A. Construct a 95% confidence interval for the proportion of grounders who support peace with the 100. Remember to check for any necessary conditions to construct this interval.
In [4]:
s = 83
n = 200
print(f”’CHECK
(1) Indepence: Simple random sample and the fact that
{n} is less than 10% of 3000 give us independence.
(2) Success-failure: The success-failure conditions are also satisfied since
{s} and {n} – {s} are both >= 10.
”’)
p_hat = 83/n
print(f’p_hat = {p_hat}’)
std_error = (np.sqrt(p_hat*(1-p_hat)/n))
print(f’SE = (p_hat*(1-p_hat)/n)^1/2 = {std_error:.3f}’)
alpha = 0.05
z_star = norm.ppf(1 – (alpha/2))
margin_of_error = z_star * std_error
print(f’We have z* = {z_star:0.3f} and se = {std_error:0.3f}, so ME = {margin_of_error:0.3f}’)
print(f'{1-alpha}% CI: [{p_hat – margin_of_error:.3f}, {p_hat + margin_of_error:.3f}]’)
CHECK
(1) Indepence: Simple random sample and the fact that
200 is less than 10% of 3000 give us independence.

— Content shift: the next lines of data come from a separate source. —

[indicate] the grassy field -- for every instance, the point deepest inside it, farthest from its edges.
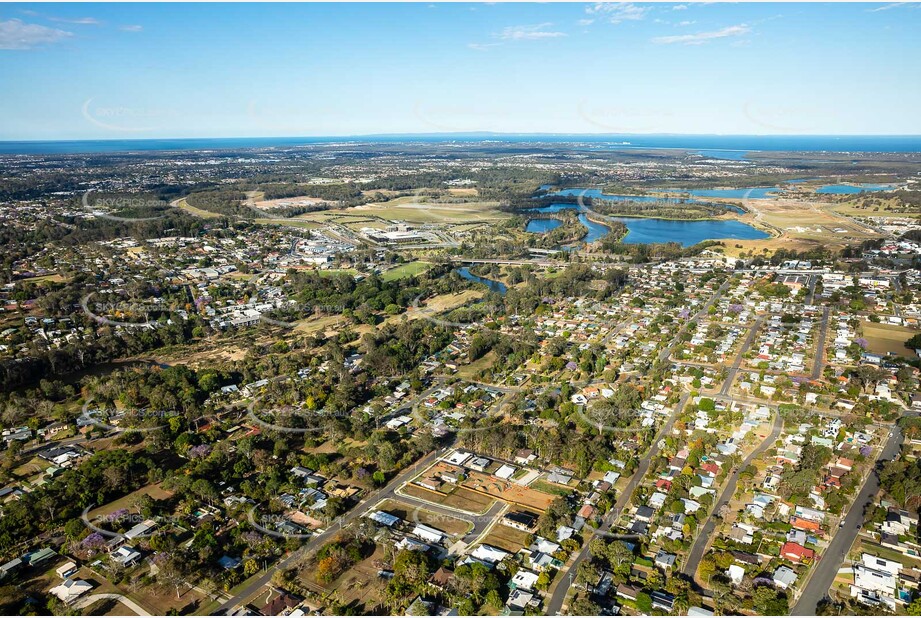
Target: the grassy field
(417, 209)
(127, 502)
(550, 488)
(307, 225)
(883, 338)
(338, 271)
(797, 225)
(468, 372)
(459, 498)
(410, 269)
(198, 212)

(2) Success-failure: The success-failure conditions are also satisfied since
83 and 200 – 83 are both >= 10.
p_hat = 0.415
SE = (p_hat*(1-p_hat)/n)^1/2 = 0.035
We have z* = 1.960 and se = 0.035, so ME = 0.068
0.95% CI: [0.347, 0.483]
B. The commander’s chief counsel claims that majority of the grounders oppose peace with the 100. Does this sample provide enough evidence that the chief counsel is right at a 5% significance level? Please explain. Also report a p-value. Remember to check for any necessary conditions and also make sure to state the null and alternative hypotheses where “p” denotes the probability of supporting peace.
In [5]:
print(”’PREPARE
The parameter of interest: The proportion of the grounders opposing peace with the 100
Hypotheses:
Ho: p = 0.5
Ha: p < 0.5
Significance level (alpha): %5
''')
p_o = 0.5
n = 200
p_hat = 83/n
print(f'''CHECK
(1) Independence: Simple random sample and the fact that
{n} is less than 10% of 3000 give us independence.
(2) Success-failure: The success-failure conditions are also satisfied since
n*p_o = {n*p_o} and n(1-p_o) = {n*(1-p_o)} are both >= 10.
”’)
std_error_ht = (np.sqrt(p_o*(1-p_o)/n))
Z = (p_hat – p_o)/std_error_ht
print(f”’CALCULATE
Z = (p_hat – p_o)/SE = {Z:.3f}
The p-value is the Z score’s one-tail area:
p-value = norm.cdf(Z) = {norm.cdf(Z):0.3f}
”’)
print(”’CONCLUDE
Since the p-value is less than 0.05, we do REJECT the null hypothesis.
That is, majority of the grounders do not want peace with the 100.
”’)
PREPARE
The parameter of interest: The proportion of the grounders opposing peace with the 100
Hypotheses:
Ho: p = 0.5
Ha: p < 0.5
Significance level (alpha): %5
CHECK
(1) Independence: Simple random sample and the fact that
200 is less than 10% of 3000 give us independence.
(2) Success-failure: The success-failure conditions are also satisfied since
n*p_o = 100.0 and n(1-p_o) = 100.0 are both >= 10.
CALCULATE
Z = (p_hat – p_o)/SE = -2.404
The p-value is the Z score’s one-tail area:
p-value = norm.cdf(Z) = 0.008
CONCLUDE
Since the p-value is less than 0.05, we do REJECT the null hypothesis.
That is, majority of the grounders do not want peace with the 100.